Vaidya et al. (2012)は、自己複製リボザイムに自発集合するRNAの破片の集合体が、自発的に協働的触媒サイクルを発達させることを示した。約200残基からできているAzoacus I族イントロンリボザイムは複数に分割しても、そのRNA断片は、自発的に再集合し、自己触媒的な再結合反応を触媒する。リボザイムの5'末端に三残基からなる認識部位を置くことにより自己集合が起きる。このような性質を使い、認識部位をうまく選ぶことにより、ある反応の生成物が次の反応の触媒になるような三要素反応ネットワークを構成した(図)。彼らは、このような反応ネットワークが特に協働的に急速に成長することを見出した。協働ネットワークは利己的な自己触媒反応に打ち勝って、より速く成長する。つまり、RNA分子の集合体は協働を通じてより複雑な反応系に進化しえることが分かった。

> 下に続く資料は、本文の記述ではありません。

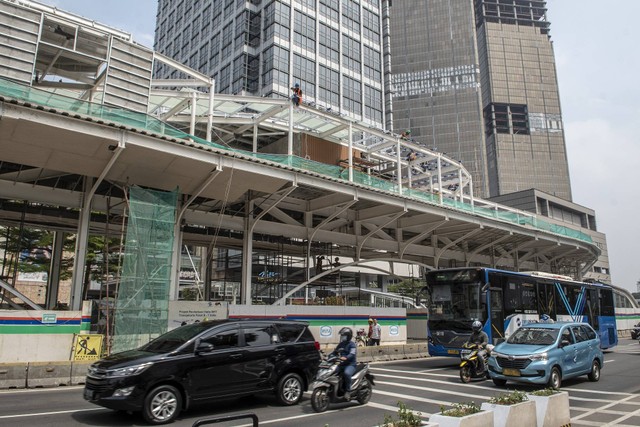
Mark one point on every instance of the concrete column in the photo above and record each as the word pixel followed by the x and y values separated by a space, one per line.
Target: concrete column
pixel 174 286
pixel 82 237
pixel 247 252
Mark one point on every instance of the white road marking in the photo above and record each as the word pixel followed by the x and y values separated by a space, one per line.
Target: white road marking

さらに、上記の系に変異を人工的に導入した系での振る舞いを調べ、協働ネットワークが試験管内環境での自然選択により進化することを見出した。これらの実験は、萌芽的な生命の分子進化段階における協働的振る舞いの有利性を示している。RNAワールドの実態はこのようなものだったかもしれない。

1) Vaidya, N. et al. 2012, Spontaneous network formation among cooperative RNA replicators, Nature, , 491, 72-76.